“Don’t touch. That’s very hot.” They were simple words of warning from my husband to our daughter as she reached for the syrup he’d just warmed up in the microwave, but they sent her running into her room, where she slammed the door and began to cry. Laughter probably wasn’t an appropriate response on my part, but it was syrup, for crying out loud. I had to laugh. It was that or go crazy because the reality of living with a highly sensitive child is that emotions run high — both hers and mine.
I suppose it should come as no surprise to me that I have a sensitive kid — after all, I was one myself. To hear my mom tell it, my sensitive nature was apparent very early on. She says I was acutely aware of her emotions even as a nursing infant. As a young child, I always wanted to know why my people felt the way they did, first to make sure it wasn’t my fault and second to see if I could help them feel better. Mom struggled to find a way to discipline me that didn’t result in a complete grief-stricken meltdown. In preschool, I was very concerned with doing things right and was exceedingly self-critical when I didn’t achieve perfection. Mom remembers the deep indignation and hurt I felt the day “Kenny pulled my sweater.”
Clearly, the apple doesn’t fall far from the tree. Mine is a kid who cries over literal spilled milk. A harsh word to get down from off the table before she hurts herself is enough to send her scurrying into her room in tears. Being told “no” (and at 3, it happens a lot) frequently results in a fit of hysterics. I spend a lot of my time kissing minor boo-boos “all better” because she can’t move on until I do. When she’s in the car and feeling especially small, she wants to hold my hand (which is just a bit challenging when one is driving). Bugs (both real and imagined) are currently a big concern for her, and she can’t continue with whatever she was doing until I’ve “cleaned it.” She becomes upset if she’s in any way wet or dirty, and she’s easily frustrated and embarrassed.
When you’re such a little person, you need help managing big feelings, and that’s where mom comes in. I see it as my role to help her cope with her sensitivity, not change who she is as a person. I know that she finds comfort in routine, and I do everything I can to keep her on her schedule and to make sure that schedule includes plenty of downtime. Baby girl gets a lot of encouragement when trying something new, but I praise her efforts as opposed to the outcome. I try to set her up for success by teaching her problem-solving skills and helping her break tasks into smaller steps. As her capacity for language grows, we’re working on adding “feeling words” to her vocabulary.
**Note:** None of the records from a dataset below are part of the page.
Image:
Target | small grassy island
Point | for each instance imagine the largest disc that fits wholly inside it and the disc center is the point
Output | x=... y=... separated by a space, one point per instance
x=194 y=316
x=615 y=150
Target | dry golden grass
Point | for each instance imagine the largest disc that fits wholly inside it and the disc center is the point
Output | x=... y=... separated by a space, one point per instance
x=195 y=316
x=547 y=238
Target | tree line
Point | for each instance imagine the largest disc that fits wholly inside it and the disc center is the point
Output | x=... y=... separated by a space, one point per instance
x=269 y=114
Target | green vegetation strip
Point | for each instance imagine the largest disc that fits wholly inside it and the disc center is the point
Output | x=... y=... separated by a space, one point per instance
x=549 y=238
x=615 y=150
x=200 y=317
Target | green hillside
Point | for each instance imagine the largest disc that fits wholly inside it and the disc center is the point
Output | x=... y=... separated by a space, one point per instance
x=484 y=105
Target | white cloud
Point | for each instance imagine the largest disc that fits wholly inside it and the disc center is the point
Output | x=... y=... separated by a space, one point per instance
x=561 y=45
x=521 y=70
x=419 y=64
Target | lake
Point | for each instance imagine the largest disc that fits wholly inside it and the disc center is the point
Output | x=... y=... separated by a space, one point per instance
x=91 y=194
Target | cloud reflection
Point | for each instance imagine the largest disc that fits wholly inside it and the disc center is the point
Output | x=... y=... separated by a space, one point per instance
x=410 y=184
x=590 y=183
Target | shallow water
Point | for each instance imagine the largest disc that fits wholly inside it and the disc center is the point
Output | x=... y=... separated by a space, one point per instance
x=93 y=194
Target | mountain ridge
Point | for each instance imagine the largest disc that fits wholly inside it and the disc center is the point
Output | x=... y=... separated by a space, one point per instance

When she throws a tantrum, I provide sympathy and solace, but I do not give in to her demands.
For every time I handle it well, though, there’s at least one time that I completely screw it up. I’m sometimes fall into the trap of bending the rules in order to avoid upsetting her, but I know I’m not doing her any favors by being inconsistent with my limits. Take picking her up. She’s big for her age, and especially now that I’m in my third trimester of pregnancy, I probably shouldn’t be carrying her around. I’ve pushed her too hard (like when we carted her all over Europe before she was even 2) and suffered the consequences. Overall, I’m concerned that I’m cultivating in her an unhealthy (not to mention unsustainable once baby brother makes his debut) dependence on me.
The good news is that not only is there nothing wrong with being highly sensitive, it can also be a gift. The heightened awareness with which highly sensitive people walk through the world often makes them more compassionate to suffering. Many times, sensitive kids end up being intellectually gifted and creative. They are future artists, innovators, and healers. If we give them the tools to navigate their sensitivity, tender-hearted children can grow into adults with rich emotional lives, which means all the good stuff in life? They get to feel it more deeply.
Even when you’re a highly sensitive person yourself as the parent, it’s easy to get annoyed and even angry with a child who won’t eat their snack because it’s the wrong color or who can’t get through the first 5 minutes of Moana without shrieking. Take a deep breath, empathize without giving in (you can turn the movie off, but don’t go get them the purple fruit snack), and remember that sensitivity isn’t a moral failing — on your part or theirs.